Pilots failover
What does this MR do?
Introduces a single USE_PILOT_RUNNERS toggle (default: true) that makes all runner tags variable-driven. When disabled, jobs fall back to shared/instance runner tags, restoring GitLab Duo.
Files Changed
1. .gitlab/ci/variables.gitlab-ci.yml — Toggle and pilot tag defaults:
USE_PILOT_RUNNERS: "true"
RUNNER_TAG_DEFAULT: "functions-pilot-linux-amd64"
RUNNER_TAG_DOCKER: "functions-pilot-linux-amd64"
RUNNER_TAG_WINDOWS: "functions-pilot-windows-amd64"
RUNNER_TAG_E2E_LINUX_AMD64: "functions-pilot-linux-amd64"
RUNNER_TAG_E2E_LINUX_ARM64: "functions-pilot-linux-arm64"
2. .gitlab-ci.yml — Default tag uses variable, workflow rule overrides tags when toggle is off:
default:
tags:
- $RUNNER_TAG_DEFAULT
workflow:
rules:
- if: '$USE_PILOT_RUNNERS == "false"'
variables:
RUNNER_TAG_DEFAULT: "gitlab-org"
RUNNER_TAG_DOCKER: "gitlab-org-docker"
RUNNER_TAG_WINDOWS: "saas-windows-medium-amd64"
RUNNER_TAG_E2E_LINUX_AMD64: "saas-linux-medium-amd64"
RUNNER_TAG_E2E_LINUX_ARM64: "saas-linux-medium-arm64"

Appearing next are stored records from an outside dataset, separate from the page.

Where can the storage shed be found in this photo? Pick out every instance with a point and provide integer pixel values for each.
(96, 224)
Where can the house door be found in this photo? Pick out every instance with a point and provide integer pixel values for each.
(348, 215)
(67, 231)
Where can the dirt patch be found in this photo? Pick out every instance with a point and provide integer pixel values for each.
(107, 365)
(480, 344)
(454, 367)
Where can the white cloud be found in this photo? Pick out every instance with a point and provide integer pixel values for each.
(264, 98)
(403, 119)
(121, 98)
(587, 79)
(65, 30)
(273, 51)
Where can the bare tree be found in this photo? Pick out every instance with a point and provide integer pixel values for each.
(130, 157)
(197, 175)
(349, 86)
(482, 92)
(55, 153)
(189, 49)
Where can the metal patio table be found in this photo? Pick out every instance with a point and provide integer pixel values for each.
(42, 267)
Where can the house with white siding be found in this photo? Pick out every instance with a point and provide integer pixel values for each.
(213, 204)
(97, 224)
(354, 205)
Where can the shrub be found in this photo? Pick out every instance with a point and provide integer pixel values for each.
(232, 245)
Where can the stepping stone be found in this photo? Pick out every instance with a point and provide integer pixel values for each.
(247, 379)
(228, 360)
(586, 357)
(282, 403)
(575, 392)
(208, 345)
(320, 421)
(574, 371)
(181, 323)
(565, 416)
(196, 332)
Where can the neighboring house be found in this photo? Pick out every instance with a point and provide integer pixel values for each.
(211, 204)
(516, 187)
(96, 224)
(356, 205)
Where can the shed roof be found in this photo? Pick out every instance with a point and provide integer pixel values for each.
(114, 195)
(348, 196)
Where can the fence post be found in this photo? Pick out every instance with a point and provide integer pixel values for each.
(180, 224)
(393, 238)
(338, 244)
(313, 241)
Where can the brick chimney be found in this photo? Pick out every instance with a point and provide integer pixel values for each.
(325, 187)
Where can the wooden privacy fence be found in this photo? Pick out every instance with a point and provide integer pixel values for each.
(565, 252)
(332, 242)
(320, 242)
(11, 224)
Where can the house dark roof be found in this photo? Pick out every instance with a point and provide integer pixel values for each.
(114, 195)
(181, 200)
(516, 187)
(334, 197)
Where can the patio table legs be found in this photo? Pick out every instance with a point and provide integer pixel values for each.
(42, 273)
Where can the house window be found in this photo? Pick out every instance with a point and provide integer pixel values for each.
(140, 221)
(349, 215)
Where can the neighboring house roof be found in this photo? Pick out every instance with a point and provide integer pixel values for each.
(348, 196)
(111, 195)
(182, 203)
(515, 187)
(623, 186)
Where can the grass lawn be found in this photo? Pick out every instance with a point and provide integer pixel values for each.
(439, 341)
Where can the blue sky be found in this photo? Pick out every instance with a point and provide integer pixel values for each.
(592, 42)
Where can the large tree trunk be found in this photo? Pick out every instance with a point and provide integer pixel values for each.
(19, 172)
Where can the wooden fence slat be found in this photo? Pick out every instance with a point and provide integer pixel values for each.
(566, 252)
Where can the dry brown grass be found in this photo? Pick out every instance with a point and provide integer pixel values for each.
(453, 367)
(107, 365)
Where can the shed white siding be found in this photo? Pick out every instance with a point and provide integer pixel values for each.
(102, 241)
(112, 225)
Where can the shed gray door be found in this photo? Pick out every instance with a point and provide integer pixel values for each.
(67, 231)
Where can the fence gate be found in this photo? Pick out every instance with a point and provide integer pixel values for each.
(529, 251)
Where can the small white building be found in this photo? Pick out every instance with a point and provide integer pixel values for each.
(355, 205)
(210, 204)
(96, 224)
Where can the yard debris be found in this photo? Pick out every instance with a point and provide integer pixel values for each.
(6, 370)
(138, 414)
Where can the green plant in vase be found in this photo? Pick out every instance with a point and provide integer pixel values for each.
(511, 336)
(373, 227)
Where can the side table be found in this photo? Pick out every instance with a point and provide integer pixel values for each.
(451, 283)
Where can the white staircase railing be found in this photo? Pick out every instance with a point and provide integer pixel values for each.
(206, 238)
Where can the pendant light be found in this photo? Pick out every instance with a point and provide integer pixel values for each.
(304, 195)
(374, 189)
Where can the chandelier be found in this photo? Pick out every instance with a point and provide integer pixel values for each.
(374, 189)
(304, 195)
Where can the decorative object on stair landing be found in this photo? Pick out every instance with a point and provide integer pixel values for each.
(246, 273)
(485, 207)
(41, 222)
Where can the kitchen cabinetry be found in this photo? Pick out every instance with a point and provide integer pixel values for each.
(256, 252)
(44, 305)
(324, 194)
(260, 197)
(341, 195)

3. .gitlab/ci/build-docker.gitlab-ci.yml — Fixed hardcoded tag:
# before
docker image legacy:
tags: [gitlab-org-docker]
# after
docker image legacy:
tags: [$RUNNER_TAG_DOCKER]
4. .gitlab/ci/deploy.gitlab-ci.yml — Fixed hardcoded tag:
# before
legacy image:
tags: [gitlab-org-docker]
# after
legacy image:
tags: [$RUNNER_TAG_DOCKER]
5. .gitlab/ci/test.gitlab-ci.yml — Fixed hardcoded tag:
# before
go-test-windows:
tags: [saas-windows-medium-amd64]
# after
go-test-windows:
tags: [$RUNNER_TAG_WINDOWS]
6. .gitlab/ci/e2e.gitlab-ci.yml — Split into separate jobs with per-arch tag variables:
# before (matrix approach — broken: GitLab CI doesn't recursively expand variables in matrix values)
e2e:image-version:
tags: [$RUNNER_TAG_E2E]
parallel:
matrix:
- RUNNER_TAG_E2E: $RUNNER_TAG_E2E_LINUX_AMD64 # ← treated as literal string
# after (separate jobs — each references tag variable directly)
.e2e:image-version:
# shared template
e2e:image-version:linux-amd64:
extends: .e2e:image-version
tags: [$RUNNER_TAG_E2E_LINUX_AMD64]
e2e:image-version:linux-arm64:
extends: .e2e:image-version
tags: [$RUNNER_TAG_E2E_LINUX_ARM64]
Tag Mapping
| Variable | Pilot (default) | Fallback (USE_PILOT_RUNNERS=false) |
|---|---|---|
RUNNER_TAG_DEFAULT |
functions-pilot-linux-amd64 |
gitlab-org |
RUNNER_TAG_DOCKER |
functions-pilot-linux-amd64 |
gitlab-org-docker |
RUNNER_TAG_WINDOWS |
functions-pilot-windows-amd64 |
saas-windows-medium-amd64 |
RUNNER_TAG_E2E_LINUX_AMD64 |
functions-pilot-linux-amd64 |
saas-linux-medium-amd64 |
RUNNER_TAG_E2E_LINUX_ARM64 |
functions-pilot-linux-arm64 |
saas-linux-medium-arm64 |
Why was this MR needed?
Pilot runners were tagged with shared runner tags (e.g. gitlab-org) to match existing jobs. Shared/instance runners were disabled to ensure deterministic routing, which broke GitLab Duo (needs instance runners with gitlab--duo tag). This MR allows re-enabling shared/instance runners since pilot runners now have unique functions-pilot-* tags.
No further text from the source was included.